You see, the Internet is a very resilient system, designed to let packets flow around any obstruction. It is, to some extent, self-regulating and self-healing. But it depends on another system, which is not resilient at all: the electric grid. In the US, the grid is a creaking, aging system, which now exhibits an exponentially increasing rate of failure. It is susceptible to the phenomenon of cascaded failure, where small faults are magnified throughout the system. Since the money needed to upgrade the system no longer exists, blackouts will continue to proliferate. As the grid goes down, Internet access will be lost. Cell phone access is more likely to remain, but without the grid most people will lose the ability to recharge their mobile devices. Information technology may look shiny and new, but the fact remains that the Internet is around 40% coal-fired and around 20% nuclear-powered.
Beyond the purely technical issues with the electric grid, there is also a problem with finding enough energy to power it. About half the electricity comes from coal, which is of increasingly poor quality. The volumes of coal are staying more or less constant, but the energy density of the coal is decreasing over time. The anthracite that made the age of steam possible is all but gone. The lignite and brown coal that have replaced it are sometimes closer to dirt than to coal. At some point it will become a net waste of energy to mine them and transport them to a power plant. Already the inferior quality of coal is causing giant balls of clinker to accumulate in the power plant furnaces, causing extensive downtime and millions in damage. As for other sources of electricity, the aging nuclear power plants, many on their last legs and already unsafe, is a story for a separate article; likewise with the mirage of energy independence, to be achieved by “fracking” for shale gas and other equally ineffective dirty tricks. Moving forward, the amount of time the electric grid is available in any given place will dwindle, and with it the amount of Internet access.
As the electric grid goes down, there will be a great deal of economic disruption, which is enough material for yet another article. But in terms of the surveillance system, two effects are virtually guaranteed. First, people will once again become very expensive to track and monitor, as in the olden days of the KGB. Second, people will cease to be docile.
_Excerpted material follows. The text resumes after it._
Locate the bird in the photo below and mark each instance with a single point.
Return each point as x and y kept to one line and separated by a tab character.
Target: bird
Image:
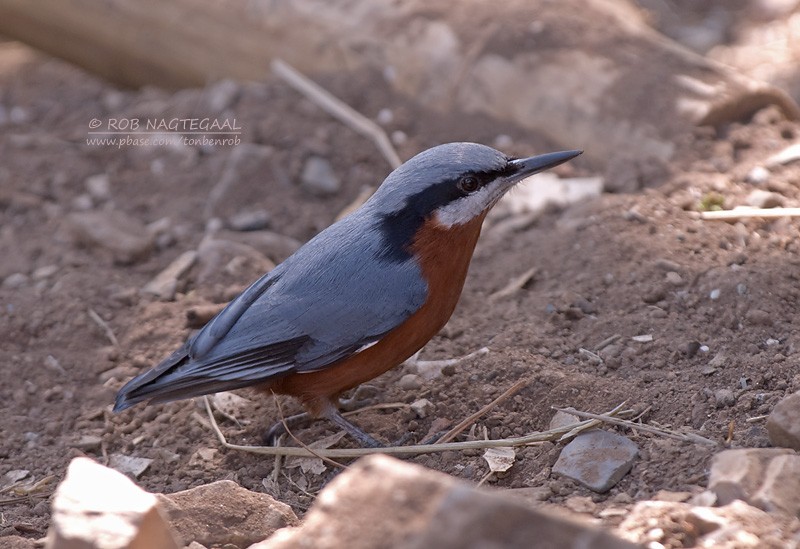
356	300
What keeps people docile is access to the magic shiny world of television and the Internet. Their own lives might be dull, grey, hopeless, and filled with drudgery, but as long as they can periodically catch a glimpse of heaven inhabited by smooth-skinned celebrities with toned muscles sporting the latest fashions, listen to their favorite noise, watch a football game, and distract themselves with video games, blogs, or cute animals on Reddit\’s /r/aww, they can at least dream. Once they wake up from that dream, they look around, and then look around some more, and then they become seriously angry. This is why the many countries and regions that at one time or another ran short on energy, be it former Soviet Georgia or Bulgaria or the Russian far east, always tried to provide at least a few hours of electricity every day, usually in the evenings, during “prime time,” so that the populace could get its daily dose of fiction, because this was cheaper than containing a seriously angry populace by imposing curfews and maintaining around-the-clock military patrols and checkpoints.
And so, if you want to achieve a serious political effect, my suggestion is that you sit back Buddha-like, fold your arms, and do some deep breathing exercises. Then you should work on developing some interpersonal skills that don\’t need to be mediated by electronics. Chances are, you will get plenty of opportunities to practice them when the time comes, giving seriously angry people something useful to do. By then nobody will be watching you, because the watchers will have grown tired of looking at their persistently blank monitor screens and gone home. Then they too will become seriously angry—but not at you.